Request → Borrow connection → Query → Return to pool (fast)
Popular: PgBouncer (PostgreSQL), HikariCP (Java), SQLAlchemy pool (Python)
Key settings:
min_connections: 5
max_connections: 100
connection_timeout: 30s
idle_timeout: 600s
Read/Write Splitting
Route write queries to primary, read queries to replicas.
Dramatically improves read throughput for read-heavy workloads.
Application Layer:
if query.is_write():
use primary_db
else:
use replica_db # round-robin across replicas
Networking & Communication
HTTP vs HTTPS vs HTTP/2 vs HTTP/3
HTTP/1.1:
→ Text-based, one request per connection (keep-alive helps)
→ Head-of-line blocking
HTTP/2:
→ Binary protocol, multiplexing (multiple requests over one connection)
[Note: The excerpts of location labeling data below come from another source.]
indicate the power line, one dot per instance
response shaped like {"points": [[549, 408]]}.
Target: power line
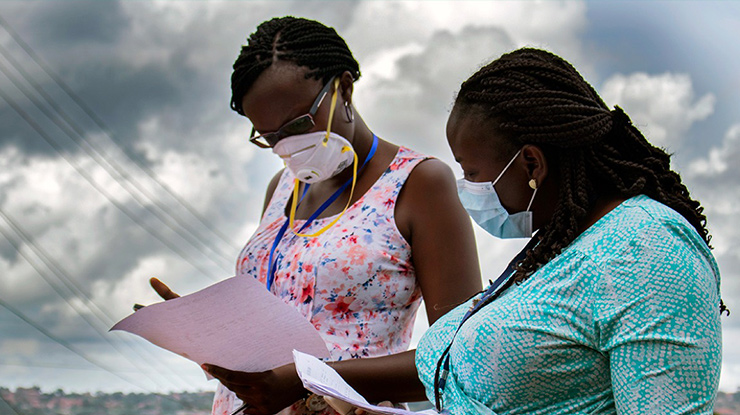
{"points": [[103, 127], [79, 353], [97, 187], [67, 282], [113, 170]]}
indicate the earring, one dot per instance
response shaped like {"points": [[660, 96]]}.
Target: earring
{"points": [[348, 111]]}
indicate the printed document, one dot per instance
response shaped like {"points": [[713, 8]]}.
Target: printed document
{"points": [[322, 379], [236, 324]]}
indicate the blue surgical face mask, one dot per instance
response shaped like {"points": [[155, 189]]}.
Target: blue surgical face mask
{"points": [[483, 205]]}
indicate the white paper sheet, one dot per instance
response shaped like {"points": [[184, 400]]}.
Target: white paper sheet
{"points": [[236, 324], [320, 378]]}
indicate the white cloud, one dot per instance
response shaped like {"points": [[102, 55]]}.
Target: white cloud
{"points": [[720, 160], [663, 106]]}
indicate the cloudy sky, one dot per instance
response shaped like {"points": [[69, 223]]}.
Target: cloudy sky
{"points": [[120, 158]]}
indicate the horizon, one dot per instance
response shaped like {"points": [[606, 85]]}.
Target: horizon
{"points": [[76, 252]]}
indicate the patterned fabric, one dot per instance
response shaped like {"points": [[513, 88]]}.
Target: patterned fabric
{"points": [[625, 320], [355, 282]]}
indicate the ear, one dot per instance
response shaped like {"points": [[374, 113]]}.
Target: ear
{"points": [[346, 85], [535, 163]]}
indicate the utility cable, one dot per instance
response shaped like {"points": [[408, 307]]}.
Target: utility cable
{"points": [[103, 127], [72, 304], [97, 187], [113, 170], [79, 353], [73, 288]]}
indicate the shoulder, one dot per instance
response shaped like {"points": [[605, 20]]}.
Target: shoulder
{"points": [[430, 179], [646, 239]]}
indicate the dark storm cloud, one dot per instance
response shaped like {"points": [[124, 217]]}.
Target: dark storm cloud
{"points": [[54, 25], [82, 45]]}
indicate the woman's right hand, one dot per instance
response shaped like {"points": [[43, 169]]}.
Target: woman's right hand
{"points": [[162, 289]]}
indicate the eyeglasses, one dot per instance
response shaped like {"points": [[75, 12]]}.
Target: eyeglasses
{"points": [[297, 126]]}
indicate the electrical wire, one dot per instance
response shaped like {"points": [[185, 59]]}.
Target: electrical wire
{"points": [[104, 128], [71, 288]]}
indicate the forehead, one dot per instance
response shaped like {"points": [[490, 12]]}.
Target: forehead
{"points": [[279, 94], [471, 139]]}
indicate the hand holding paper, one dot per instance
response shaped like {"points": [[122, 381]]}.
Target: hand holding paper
{"points": [[320, 378], [235, 324]]}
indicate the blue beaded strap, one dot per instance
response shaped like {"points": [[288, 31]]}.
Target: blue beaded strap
{"points": [[491, 293], [326, 204]]}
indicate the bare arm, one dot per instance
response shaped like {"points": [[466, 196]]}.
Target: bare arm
{"points": [[441, 238]]}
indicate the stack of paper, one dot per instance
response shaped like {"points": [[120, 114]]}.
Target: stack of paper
{"points": [[236, 324], [320, 378]]}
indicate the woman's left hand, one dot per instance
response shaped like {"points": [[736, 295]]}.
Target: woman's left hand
{"points": [[265, 392]]}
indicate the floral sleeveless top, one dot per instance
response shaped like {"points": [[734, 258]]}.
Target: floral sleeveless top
{"points": [[355, 282]]}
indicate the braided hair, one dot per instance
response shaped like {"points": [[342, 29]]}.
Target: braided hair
{"points": [[303, 41], [531, 96]]}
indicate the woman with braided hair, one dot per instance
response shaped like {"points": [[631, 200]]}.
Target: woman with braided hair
{"points": [[613, 306], [352, 229]]}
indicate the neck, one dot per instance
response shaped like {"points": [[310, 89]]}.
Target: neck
{"points": [[361, 142]]}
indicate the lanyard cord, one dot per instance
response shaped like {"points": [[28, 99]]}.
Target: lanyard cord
{"points": [[492, 292], [326, 204]]}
→ Header compression (HPACK)
→ Server push
→ Still TCP-based (TCP HOL blocking)
HTTP/3:
→ Built on QUIC (UDP-based)
→ Eliminates TCP head-of-line blocking
→ Faster connection setup (0-RTT)
→ Better for mobile/lossy networks
HTTPS:
→ HTTP + TLS encryption
→ Prevents eavesdropping and MITM attacks
→ TLS 1.3 is current standard
REST vs GraphQL vs gRPC
REST:
Protocol: HTTP/1.1 or HTTP/2
Format: JSON/XML
Pros: Simple, widely understood, cacheable
Cons: Over-fetching, under-fetching, multiple round trips
Use When: Public APIs, CRUD operations
GraphQL:
Protocol: HTTP
Format: JSON
Pros: Fetch exactly what you need, single endpoint, strongly typed
Cons: Complex caching, N+1 query problem, learning curve
Use When: Mobile apps, complex data requirements, BFF pattern
gRPC:
Protocol: HTTP/2
Format: Protocol Buffers (binary)
Pros: Very fast, strongly typed, streaming support, code generation
Cons: Not human-readable, browser support limited
Use When: Internal microservice communication, low-latency systems
WebSockets vs Long Polling vs SSE
Short Polling:
Client → Request every N seconds → Server
Pros: Simple
Cons: Wasteful, high latency
Long Polling:
Client → Request → Server holds until data available → Response
Client immediately sends next request
Pros: Near real-time, works everywhere
Cons: Server holds connections, overhead per message
WebSockets:
Client ↔ Server (persistent bidirectional connection)
Pros: True real-time, low overhead after handshake
Cons: Stateful (harder to scale), not cacheable
Use When: Chat, gaming, live collaboration, trading
SSE (Server-Sent Events):
Server → Client (one-way persistent stream)
Pros: Simple, auto-reconnect, works over HTTP
Cons: One-directional only
Use When: Live feeds, notifications, dashboards
DNS (Domain Name System)
Translates human-readable domain names to IP addresses.
DNS Resolution Flow:
Browser → DNS Cache → OS Cache → Recursive Resolver
→ Root Nameserver → TLD Nameserver (.com)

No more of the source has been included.